月イチ程度の出社も、病院へ母に会いに行くのも、当面の間禁じられた。
それからは、人と会うのは殆どがパソコンの画面上。リモートワーク、リモートミーティング、リモート飲み会の連続だ。
例外はサナコおばさんやお客さん達。以前は母やおばさんと注文かたがた世間話に花も咲かせただろうに、今は最低限のやり取りを、アクリルのパーテーションとマスク越しにするだけになってしまった。
パソコン画面で馴染みのある顔を見て話すのは、最初のうちは目新しいしワクワクもした。けど、人はそんな環境にもすぐに慣れる。

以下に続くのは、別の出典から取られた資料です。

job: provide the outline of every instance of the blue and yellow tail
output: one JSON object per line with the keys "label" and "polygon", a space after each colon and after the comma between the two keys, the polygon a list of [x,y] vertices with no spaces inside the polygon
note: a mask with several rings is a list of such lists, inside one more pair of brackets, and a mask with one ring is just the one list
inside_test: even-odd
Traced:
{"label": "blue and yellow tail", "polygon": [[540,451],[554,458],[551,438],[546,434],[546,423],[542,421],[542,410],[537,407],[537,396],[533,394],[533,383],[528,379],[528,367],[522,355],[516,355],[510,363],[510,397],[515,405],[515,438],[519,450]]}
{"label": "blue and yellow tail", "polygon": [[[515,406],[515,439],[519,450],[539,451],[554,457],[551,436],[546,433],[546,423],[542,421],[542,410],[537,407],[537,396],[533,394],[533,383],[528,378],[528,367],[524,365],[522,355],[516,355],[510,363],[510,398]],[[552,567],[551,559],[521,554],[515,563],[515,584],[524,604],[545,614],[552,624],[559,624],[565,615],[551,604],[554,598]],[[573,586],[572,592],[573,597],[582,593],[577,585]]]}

そして「やっぱりリアルに会えないのはつまんないね」となり、「『しゅうそく』したらあれしよう」「あそこに行こう」と、約束事が増えていく。先の楽しみがあれば、ちょっとくらいしんどくても耐えられる気がする。
「しゅうそく=終息」だと、初めのうちは思ってた。きっとあの疫病をやりこめる日がくると。

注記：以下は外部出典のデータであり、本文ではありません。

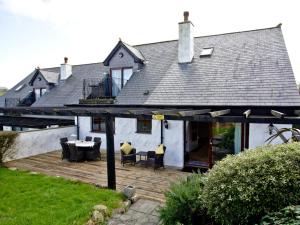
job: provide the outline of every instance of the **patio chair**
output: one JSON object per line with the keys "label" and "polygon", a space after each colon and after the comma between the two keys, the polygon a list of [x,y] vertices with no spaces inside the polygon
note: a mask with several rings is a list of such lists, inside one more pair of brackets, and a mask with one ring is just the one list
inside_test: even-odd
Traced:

「しゅうそく=収束」だと、自分の気持ちの中に落とし込めたのは、緊急事態宣言が解除され季節が変わってもまだ、出社や面会の許可が出ないからかもしれない。
惣菜屋は母のためだけでなく、料理をしないあるいは料理ができないお客さんのため、それから仕入れた食材の廃棄をできるだけ避けるため、細々と営業した。

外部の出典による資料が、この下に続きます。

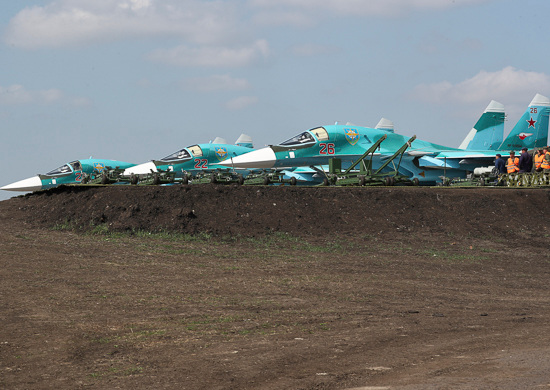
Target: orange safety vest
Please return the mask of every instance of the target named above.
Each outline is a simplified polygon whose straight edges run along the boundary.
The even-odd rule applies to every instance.
[[[544,156],[544,160],[542,160],[542,164],[540,165],[542,169],[550,169],[550,163],[548,163],[548,160],[546,159],[546,156],[550,155],[550,152],[546,152],[546,155]]]
[[[514,158],[512,160],[511,158],[508,159],[508,164],[506,164],[506,170],[508,173],[514,173],[519,171],[519,158]]]
[[[539,169],[543,162],[544,162],[544,154],[537,154],[535,156],[535,168]]]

店を続けてくれて助かると言われると、正直嬉しい。一瞬でも心が晴れる。
そんなお客さんの姿の写真を、会えない母へ時々メールで送る。マスクで表情が見えにくいから、目じりに思いっきり皺が寄るほどの笑顔を作って。
携帯電話が苦手な母も、看護師さんに助けてもらってリハビリの様子や病院食の写真を送ってくれる。
サナコおばさんは、玉ねぎをみじんに切り始めた。
「まあね、世界中の人が思ってるよ、ホントだったらとか、普通ならとか。私だって夏にはダイゴがカナタと帰ってくるからプールやキャンプに連れて行くんだって思ってたもん」
ダイゴはおばさんの長男、つまり私のいとこ、カナタは彼の子供だ。
いつもより包丁の音が高い気がする。おばさん、涙ぐんでる。
ごめんね、玉ねぎのせいにしておくね。